It is an article of faith in movie houses, if not in the various houses of the Lord, that demons are always clamouring for your mortal soul. Hollywood has never adequately explained what exactly these fiends mean to do with it. Presumably, our human essence is packed with unholy phytochemicals that the demons need to survive, like some supernatural form of kale.

That tenet lies at the heart of Annabelle, a spin-off/prequel inspired by last year’s The Conjuring. The villain in the new movie — a creepy doll that played an incidental role in the plot of that earlier (and far superior) horror film — is a conduit for a spirit whose state of malevolence, and apparent malnourishment, compels it to try to scare up a little soul food.

The result is a disappointingly derivative dish.

Working from a silly script by Gary Dauberman (writer of the straight-to-video Blood Monkey), director John R. Leonetti borrows a little too liberally from the dog-eared demon-doll cookbook, serving up a platter of half-baked cliches seen in everything from Magic to Child’s Play and beyond, all spiced up with lazy jump scares of the sort that have been used a hundred times before.

When it comes to visuals, the director has a modest flair. Leonetti is the longtime cinematographer for horror master James Wan, having worked with him on four of the director’s films, from Dead Silence to Insidious: Chapter 2. Here, Wan acts as producer, but his oversight isn’t enough to fix the problems with his sous-chef

Set in 1970, the story centres on John and Mia (Ward Horton and Annabelle Wallis), a married couple who, along with their new baby, are terrorised by an antique doll, the hideousness of which is apparent to all but the protagonists. “Where did you find her?” squeals Mia with delight, after John presents his wife with something that resembles a ventriloquist’s dummy in drag that’s been left out in the rain for too long. “Do you know how long I’ve been looking?”
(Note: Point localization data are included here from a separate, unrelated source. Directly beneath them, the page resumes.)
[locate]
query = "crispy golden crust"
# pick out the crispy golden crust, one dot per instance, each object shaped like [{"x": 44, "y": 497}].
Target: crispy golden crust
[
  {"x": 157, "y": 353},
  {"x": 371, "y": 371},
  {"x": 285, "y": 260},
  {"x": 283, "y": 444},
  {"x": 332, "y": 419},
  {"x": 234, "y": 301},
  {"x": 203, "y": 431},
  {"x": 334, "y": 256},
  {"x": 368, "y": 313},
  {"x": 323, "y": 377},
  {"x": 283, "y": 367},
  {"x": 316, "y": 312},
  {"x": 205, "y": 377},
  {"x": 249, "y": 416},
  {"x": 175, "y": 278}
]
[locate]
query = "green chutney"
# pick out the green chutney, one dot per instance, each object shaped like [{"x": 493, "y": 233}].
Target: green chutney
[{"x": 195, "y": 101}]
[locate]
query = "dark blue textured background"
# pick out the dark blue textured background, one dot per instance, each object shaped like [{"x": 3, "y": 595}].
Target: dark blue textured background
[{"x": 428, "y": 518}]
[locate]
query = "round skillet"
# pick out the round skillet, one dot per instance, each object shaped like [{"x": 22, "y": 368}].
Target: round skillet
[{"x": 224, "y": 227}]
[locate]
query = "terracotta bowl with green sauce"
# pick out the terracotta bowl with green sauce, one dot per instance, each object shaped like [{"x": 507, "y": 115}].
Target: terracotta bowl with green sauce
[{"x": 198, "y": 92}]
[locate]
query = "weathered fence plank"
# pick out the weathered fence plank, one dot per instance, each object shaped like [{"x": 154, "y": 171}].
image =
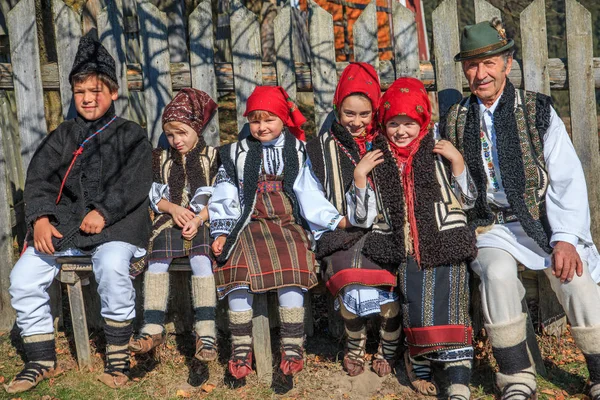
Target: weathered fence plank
[
  {"x": 284, "y": 48},
  {"x": 110, "y": 32},
  {"x": 27, "y": 80},
  {"x": 406, "y": 42},
  {"x": 323, "y": 72},
  {"x": 156, "y": 65},
  {"x": 67, "y": 31},
  {"x": 448, "y": 73},
  {"x": 584, "y": 122},
  {"x": 365, "y": 28},
  {"x": 246, "y": 52},
  {"x": 202, "y": 59},
  {"x": 534, "y": 45},
  {"x": 484, "y": 11},
  {"x": 7, "y": 314}
]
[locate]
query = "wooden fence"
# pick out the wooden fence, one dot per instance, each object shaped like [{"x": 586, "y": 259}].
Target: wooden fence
[{"x": 138, "y": 38}]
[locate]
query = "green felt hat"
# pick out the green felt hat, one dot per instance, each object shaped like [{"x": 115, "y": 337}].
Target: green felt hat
[{"x": 483, "y": 39}]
Really? Looking for this freak show, with a face like a gargoyle? The thing would pull a shank on you from under its petticoat the minute you turn your back. And you’re going to put it in the baby’s room?

John and Mia soon start experiencing run-of-the-mill poltergeist phenomena: phantom popcorn bursting into flame on the stove, poor television reception, a sewing machine running in the middle of the night. Not exactly blood-curdling stuff, even though Leonetti tries to make it so. He’s more successful in insinuating that every supporting character in the film might be the antichrist, pumping up the creep-out factor in a book shop owner (Alfre Woodard), a boy next door (Gabriel Bateman) and the police detective (Eric Ladin) investigating the attacks by Satan worshippers that open the film.

Ah, yes, Satan worship. At least that plot point goes somewhere. Which is more than you can say for the little boy (who seems to be clairvoyant, but aren’t they all?). He gets introduced but is never explained and soon is forgotten.

But the biggest hole is the one at the centre: What does the devil want with the baby’s soul?

Despite its deficiencies, Annabelle is not without a modicum of verve. It has its unnerving moments, but they’re outweighed by the sheer stupidity and predictability of the story. It’s not a movie for connoisseurs of horror, but for more susceptible sorts, those content with a fast-food approach to fearmongering.

“The devil preys on the weak and the vulnerable,” Mia says, reading aloud from the occult reference guide that she consults when Beelzebub himself starts making house calls.

So do movies such as this, which pander like the dickens.